I try to build a ldap query to MS Active Directory. I found that there is a LDAP_MATCHING_RULE_IN_CHAIN type to do so. Which results in the follow syntax:
(&(sAMAccountName=Benna)(memberof:1.2.840.113556.1.4.1941:=CN=Group1,OU=Root,DC=domain,DC=local))
Problem is:
The query* enumerate online the first nested group.
In my example the Group1 has the follow member groups:
- Domain Administrators
- Domain Members
- Domain Computers
And Benna is in Group Domain Members, but the query dont give me a result*.
When I change the filter to
(&(objectClass=user)(memberof:1.2.840.113556.1.4.1941:=CN=Group1,OU=Root,DC=domain,DC=local))
I can see, that the query enumerates only members of the Group "Domain Administrators"*.
So thats the reason that it not matches my query above.

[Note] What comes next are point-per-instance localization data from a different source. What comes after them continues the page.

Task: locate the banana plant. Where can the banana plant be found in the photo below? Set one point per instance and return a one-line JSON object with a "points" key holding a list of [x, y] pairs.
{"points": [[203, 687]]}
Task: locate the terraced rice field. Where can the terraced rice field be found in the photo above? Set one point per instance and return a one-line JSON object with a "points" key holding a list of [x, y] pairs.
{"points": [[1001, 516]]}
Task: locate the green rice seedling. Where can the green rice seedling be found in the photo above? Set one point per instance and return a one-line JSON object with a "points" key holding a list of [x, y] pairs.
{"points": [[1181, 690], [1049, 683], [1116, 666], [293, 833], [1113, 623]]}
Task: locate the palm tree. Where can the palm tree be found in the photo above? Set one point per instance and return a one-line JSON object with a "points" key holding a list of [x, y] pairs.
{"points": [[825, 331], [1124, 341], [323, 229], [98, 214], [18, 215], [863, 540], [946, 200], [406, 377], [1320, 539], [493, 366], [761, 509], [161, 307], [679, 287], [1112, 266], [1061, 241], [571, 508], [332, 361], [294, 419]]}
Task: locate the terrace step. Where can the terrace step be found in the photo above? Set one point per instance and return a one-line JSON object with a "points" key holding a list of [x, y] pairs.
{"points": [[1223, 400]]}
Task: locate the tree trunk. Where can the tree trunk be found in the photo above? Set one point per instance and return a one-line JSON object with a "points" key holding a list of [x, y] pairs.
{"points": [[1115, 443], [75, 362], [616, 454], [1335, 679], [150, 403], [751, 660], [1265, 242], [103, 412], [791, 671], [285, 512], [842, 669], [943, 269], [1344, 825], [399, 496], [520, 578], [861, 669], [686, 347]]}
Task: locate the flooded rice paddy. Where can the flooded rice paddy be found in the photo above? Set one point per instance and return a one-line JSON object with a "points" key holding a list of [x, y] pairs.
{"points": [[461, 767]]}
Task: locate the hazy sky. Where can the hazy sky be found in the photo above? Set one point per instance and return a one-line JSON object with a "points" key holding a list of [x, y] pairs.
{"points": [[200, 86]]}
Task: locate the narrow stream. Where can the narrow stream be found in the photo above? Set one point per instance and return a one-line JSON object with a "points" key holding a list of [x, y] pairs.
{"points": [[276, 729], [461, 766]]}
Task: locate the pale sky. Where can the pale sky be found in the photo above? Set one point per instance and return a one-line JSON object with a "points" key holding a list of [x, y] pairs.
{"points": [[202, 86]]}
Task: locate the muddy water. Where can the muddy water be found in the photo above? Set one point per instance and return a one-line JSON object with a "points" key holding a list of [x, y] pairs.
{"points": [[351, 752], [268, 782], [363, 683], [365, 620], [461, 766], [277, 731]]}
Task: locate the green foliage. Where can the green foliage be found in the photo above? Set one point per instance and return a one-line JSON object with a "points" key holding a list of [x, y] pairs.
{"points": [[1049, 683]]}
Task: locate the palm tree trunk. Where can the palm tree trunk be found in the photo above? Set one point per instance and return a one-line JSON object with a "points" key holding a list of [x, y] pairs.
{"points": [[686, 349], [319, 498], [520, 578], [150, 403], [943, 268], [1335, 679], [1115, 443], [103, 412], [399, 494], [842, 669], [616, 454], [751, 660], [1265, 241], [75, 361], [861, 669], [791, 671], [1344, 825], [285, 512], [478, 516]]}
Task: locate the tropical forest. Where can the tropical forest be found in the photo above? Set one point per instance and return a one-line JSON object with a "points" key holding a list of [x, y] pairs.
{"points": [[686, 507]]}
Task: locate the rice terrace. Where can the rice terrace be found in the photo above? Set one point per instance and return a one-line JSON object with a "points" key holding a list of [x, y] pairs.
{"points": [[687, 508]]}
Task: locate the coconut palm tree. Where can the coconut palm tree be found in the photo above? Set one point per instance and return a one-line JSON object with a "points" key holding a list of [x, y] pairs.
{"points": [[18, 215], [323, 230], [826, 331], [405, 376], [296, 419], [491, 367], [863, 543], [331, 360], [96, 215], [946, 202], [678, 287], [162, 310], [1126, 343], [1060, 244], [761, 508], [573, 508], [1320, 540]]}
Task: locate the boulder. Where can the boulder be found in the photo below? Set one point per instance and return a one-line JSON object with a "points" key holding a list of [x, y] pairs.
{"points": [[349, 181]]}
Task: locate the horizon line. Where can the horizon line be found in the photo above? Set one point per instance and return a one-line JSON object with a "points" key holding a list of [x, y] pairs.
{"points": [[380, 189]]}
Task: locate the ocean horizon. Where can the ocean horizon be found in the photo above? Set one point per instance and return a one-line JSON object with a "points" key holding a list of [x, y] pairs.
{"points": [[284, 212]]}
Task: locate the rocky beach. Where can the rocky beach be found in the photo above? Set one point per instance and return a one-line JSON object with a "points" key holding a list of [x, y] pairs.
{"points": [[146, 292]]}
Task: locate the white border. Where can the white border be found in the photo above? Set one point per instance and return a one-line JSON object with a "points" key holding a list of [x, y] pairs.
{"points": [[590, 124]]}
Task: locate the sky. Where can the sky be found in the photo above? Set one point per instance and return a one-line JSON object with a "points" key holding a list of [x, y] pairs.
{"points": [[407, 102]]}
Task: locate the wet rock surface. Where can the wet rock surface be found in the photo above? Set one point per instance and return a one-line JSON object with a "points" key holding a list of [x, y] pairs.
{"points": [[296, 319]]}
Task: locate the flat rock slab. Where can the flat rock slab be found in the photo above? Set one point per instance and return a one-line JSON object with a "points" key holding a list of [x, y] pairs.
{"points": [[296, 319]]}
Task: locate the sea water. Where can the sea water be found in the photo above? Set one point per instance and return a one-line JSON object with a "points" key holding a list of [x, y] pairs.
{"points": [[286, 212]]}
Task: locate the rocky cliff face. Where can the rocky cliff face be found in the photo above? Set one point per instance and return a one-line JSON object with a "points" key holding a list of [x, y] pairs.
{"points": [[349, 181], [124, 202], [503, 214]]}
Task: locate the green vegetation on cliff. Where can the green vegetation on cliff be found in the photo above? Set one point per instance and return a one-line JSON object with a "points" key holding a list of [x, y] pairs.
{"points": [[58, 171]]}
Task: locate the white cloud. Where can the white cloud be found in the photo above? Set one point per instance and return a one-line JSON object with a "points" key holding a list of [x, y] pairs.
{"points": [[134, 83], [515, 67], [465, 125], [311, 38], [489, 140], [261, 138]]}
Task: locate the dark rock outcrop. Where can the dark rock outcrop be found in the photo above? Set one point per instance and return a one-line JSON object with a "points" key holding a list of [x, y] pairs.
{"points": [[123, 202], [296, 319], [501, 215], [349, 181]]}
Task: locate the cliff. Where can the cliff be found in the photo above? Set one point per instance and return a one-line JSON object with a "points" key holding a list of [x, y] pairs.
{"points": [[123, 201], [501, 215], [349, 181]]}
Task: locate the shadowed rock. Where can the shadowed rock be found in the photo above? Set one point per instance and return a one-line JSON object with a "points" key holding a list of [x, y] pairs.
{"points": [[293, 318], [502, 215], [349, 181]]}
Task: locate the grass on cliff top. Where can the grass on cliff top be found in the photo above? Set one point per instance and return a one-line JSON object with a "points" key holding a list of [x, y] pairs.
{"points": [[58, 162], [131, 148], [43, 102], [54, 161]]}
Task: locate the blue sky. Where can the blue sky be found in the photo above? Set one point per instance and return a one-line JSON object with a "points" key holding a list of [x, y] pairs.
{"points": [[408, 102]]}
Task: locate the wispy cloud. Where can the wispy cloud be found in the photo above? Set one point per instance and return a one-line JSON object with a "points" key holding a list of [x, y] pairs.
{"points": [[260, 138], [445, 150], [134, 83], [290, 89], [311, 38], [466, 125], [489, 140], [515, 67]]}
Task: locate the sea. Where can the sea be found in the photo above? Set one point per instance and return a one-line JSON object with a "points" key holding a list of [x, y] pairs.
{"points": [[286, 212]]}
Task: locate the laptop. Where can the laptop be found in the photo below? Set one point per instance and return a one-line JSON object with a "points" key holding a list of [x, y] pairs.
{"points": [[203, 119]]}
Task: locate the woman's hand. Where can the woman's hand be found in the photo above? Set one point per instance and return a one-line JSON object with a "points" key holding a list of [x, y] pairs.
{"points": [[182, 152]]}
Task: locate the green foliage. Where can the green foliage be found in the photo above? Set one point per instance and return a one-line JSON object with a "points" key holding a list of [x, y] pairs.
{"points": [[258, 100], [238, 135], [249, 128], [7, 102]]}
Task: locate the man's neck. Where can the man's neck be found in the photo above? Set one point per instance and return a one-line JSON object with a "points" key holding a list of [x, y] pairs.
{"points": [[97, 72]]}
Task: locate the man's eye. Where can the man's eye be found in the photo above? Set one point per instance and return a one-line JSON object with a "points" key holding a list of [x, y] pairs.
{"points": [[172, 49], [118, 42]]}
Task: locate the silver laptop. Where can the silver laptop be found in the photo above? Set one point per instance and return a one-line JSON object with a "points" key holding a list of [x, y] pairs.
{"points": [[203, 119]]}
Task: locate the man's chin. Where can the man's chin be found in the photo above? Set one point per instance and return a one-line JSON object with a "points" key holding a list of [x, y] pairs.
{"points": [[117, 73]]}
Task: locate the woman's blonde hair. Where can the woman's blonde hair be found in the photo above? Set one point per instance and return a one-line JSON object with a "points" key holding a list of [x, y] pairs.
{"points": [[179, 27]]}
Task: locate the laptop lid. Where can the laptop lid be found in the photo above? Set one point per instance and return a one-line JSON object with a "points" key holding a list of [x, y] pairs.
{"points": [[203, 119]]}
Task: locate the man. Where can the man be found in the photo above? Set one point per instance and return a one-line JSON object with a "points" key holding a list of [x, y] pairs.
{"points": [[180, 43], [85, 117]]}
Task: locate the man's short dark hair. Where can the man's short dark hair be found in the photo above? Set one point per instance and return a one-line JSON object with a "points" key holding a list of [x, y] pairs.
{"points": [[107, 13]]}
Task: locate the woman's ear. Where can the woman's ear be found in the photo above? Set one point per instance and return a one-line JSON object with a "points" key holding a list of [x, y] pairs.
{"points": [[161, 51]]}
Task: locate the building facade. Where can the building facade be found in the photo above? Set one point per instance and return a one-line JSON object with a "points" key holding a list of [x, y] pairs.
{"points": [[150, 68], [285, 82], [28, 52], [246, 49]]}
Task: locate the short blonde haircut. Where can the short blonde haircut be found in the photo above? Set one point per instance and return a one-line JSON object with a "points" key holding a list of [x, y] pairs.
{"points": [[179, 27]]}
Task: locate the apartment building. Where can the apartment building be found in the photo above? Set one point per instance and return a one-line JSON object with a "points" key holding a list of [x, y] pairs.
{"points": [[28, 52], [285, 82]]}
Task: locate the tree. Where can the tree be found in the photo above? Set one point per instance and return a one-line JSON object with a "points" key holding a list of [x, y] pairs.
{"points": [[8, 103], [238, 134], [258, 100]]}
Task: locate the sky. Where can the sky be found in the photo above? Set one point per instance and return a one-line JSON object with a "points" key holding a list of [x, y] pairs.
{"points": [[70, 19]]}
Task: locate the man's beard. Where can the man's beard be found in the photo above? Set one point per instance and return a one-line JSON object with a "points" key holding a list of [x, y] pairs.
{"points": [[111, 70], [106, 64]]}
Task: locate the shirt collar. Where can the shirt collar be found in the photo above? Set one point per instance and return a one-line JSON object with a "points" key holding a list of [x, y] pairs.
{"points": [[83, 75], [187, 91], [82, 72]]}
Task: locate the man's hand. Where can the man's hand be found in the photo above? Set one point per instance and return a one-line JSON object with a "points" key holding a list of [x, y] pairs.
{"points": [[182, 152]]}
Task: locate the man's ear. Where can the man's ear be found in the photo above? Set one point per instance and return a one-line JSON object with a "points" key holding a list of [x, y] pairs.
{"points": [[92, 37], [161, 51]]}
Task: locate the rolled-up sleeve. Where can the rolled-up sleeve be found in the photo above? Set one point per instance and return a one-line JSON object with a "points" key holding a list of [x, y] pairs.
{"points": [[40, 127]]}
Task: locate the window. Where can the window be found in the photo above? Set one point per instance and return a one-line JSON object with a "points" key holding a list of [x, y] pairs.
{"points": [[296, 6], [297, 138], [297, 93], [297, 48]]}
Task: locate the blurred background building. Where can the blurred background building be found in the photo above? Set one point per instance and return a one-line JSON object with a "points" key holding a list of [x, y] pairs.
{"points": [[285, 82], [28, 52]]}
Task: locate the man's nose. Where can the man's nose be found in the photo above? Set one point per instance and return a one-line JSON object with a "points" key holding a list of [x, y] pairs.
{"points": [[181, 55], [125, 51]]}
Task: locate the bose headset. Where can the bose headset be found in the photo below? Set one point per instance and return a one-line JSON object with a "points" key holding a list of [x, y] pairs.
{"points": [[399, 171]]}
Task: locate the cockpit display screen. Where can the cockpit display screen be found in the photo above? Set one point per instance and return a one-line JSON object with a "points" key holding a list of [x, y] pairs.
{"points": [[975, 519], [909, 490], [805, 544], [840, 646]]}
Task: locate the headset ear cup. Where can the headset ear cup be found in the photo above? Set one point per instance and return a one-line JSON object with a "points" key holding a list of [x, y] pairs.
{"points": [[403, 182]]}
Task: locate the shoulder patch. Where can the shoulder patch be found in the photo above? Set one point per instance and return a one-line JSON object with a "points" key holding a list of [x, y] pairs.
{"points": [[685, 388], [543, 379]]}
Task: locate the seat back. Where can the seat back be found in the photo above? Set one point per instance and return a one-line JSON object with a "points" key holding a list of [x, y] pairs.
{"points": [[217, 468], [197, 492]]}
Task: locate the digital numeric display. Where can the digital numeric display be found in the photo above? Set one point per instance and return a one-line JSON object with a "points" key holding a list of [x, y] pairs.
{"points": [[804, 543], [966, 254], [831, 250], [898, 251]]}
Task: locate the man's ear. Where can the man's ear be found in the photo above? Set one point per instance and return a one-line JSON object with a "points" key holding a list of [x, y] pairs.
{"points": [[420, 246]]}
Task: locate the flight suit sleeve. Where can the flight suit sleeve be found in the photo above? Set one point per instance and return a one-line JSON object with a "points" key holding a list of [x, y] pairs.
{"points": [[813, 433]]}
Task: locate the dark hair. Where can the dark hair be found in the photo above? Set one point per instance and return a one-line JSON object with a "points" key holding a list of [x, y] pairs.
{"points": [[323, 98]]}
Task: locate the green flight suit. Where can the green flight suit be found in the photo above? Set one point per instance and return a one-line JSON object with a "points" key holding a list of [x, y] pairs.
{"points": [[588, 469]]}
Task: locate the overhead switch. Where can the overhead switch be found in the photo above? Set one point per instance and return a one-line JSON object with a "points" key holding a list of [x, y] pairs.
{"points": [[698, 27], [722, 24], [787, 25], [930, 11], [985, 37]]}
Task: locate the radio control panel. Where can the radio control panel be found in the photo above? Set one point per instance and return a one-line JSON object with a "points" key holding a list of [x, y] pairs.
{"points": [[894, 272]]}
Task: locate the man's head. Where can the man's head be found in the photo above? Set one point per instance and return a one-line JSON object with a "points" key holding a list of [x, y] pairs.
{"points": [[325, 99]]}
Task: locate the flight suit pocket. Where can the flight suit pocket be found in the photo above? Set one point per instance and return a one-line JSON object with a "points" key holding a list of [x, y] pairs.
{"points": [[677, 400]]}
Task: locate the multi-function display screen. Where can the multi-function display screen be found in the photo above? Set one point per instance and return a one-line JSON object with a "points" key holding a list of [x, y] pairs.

Any reason why this happens?
*Tested with adsiedit.msc
EDIT:
ok – it seams that this is the reason
https://support.microsoft.com/en-us/kb/275523
but is it possible to build a query to the nested group also for the primaryGroupID attribute? Or is there any way to have a single ldap query, where you can use to find if a user is member of a group (which can also have nested groups)?
Thanks,
Thomas
Best Answer
ok - it seams, that the limitation is made of the domain forest level lower than 2003.
https://support.microsoft.com/en-us/kb/275523
After change the forest mode to 2003 it should work. I changed, but currently it dont work... will wait some minutes and hope that it is the solution.